Mais Shane a également été célébré en Bretagne. Les Pogues incarnent ce que l’on nomme le punk celtique. Témoin, l’incroyable album Rum, Sodomy and the Lash (1985). Cela n’a l’air de rien, dit comme ça. Mais la musique des Pogues a durablement infusé dans les consciences. Le « Dirty Old Town », morceau composé en 1949 par Ewan MacColl, avait été rendu célèbre par les Dubliners, puis par les Pogues. C’est devenu une sorte d’hymne dublinois.
Shane, et l’on ne s’en rendait pas forcément compte, est un monstre sacré. Un indécrottable punk, un buveur façon Brendan Behan, un rêveur drôle et touchant à la manière de Flann O’Brien. Tout cela, on le retrouve superbement dans le répertoire des Pogues.
Mais on découvre également les multiples passions de Shane : le hockey, le foot, la musique, la littérature, à mesure que l’on expose différents objets visant à commémorer le chanteur et, pour tout dire, ce curieux poète. C’est l’occasion de brandir, au début de cette messe grandiose et digne, le Finnegans Wake de James Joyce, dont Shane était féru. Le geste est vertigineux, quand on sait la trajectoire de Joyce, elle aussi très punk finalement.

Pour ce dernier hommage, au rang des officiels, on aperçoit un petit monsieur chenu, Michael D. Higgins, le président irlandais en personne. Les Pogues sont là, les Dubliners également. Nick Cave s’est déplacé lui aussi. Johnny Depp lui-même fera une rapide allocution. Et tant d’autres. Où est Bono pendant ce temps ? Tout le monde s’en fiche, bien entendu. Son égo passablement ringard emplissant idéalement une sphère immense à Las Vegas.
Pendant l’homélie, on évoque le Livre de la Révélation. Soit l’Apocalypse. Book of Revelation, cela n’a pas les mêmes connotations dans la bible du roi Jacques. « And then, we have Nick, » annonce un autre ami de Shane après son allocution. Nick Cave, bien entendu qui va chanter la très émouvante « A Rainy Night in Soho » des Pogues.

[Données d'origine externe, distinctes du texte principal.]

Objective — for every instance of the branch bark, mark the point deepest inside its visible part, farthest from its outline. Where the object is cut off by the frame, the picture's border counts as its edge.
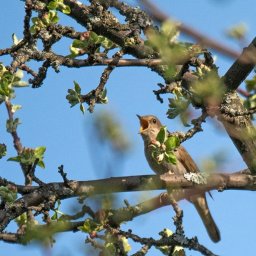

Now the song is nearly over
We may never find out what it means
Still there’s a light I hold before me
You’re the measure of my dreams
The measure of my dreams
Maintenant que la chanson touche presque à sa fin, il se peut qu’on ne comprendra jamais ce qu’elle peut bien signifier. Mais il y a une lumière que je garde devant moi. Tu es la mesure de mes rêves.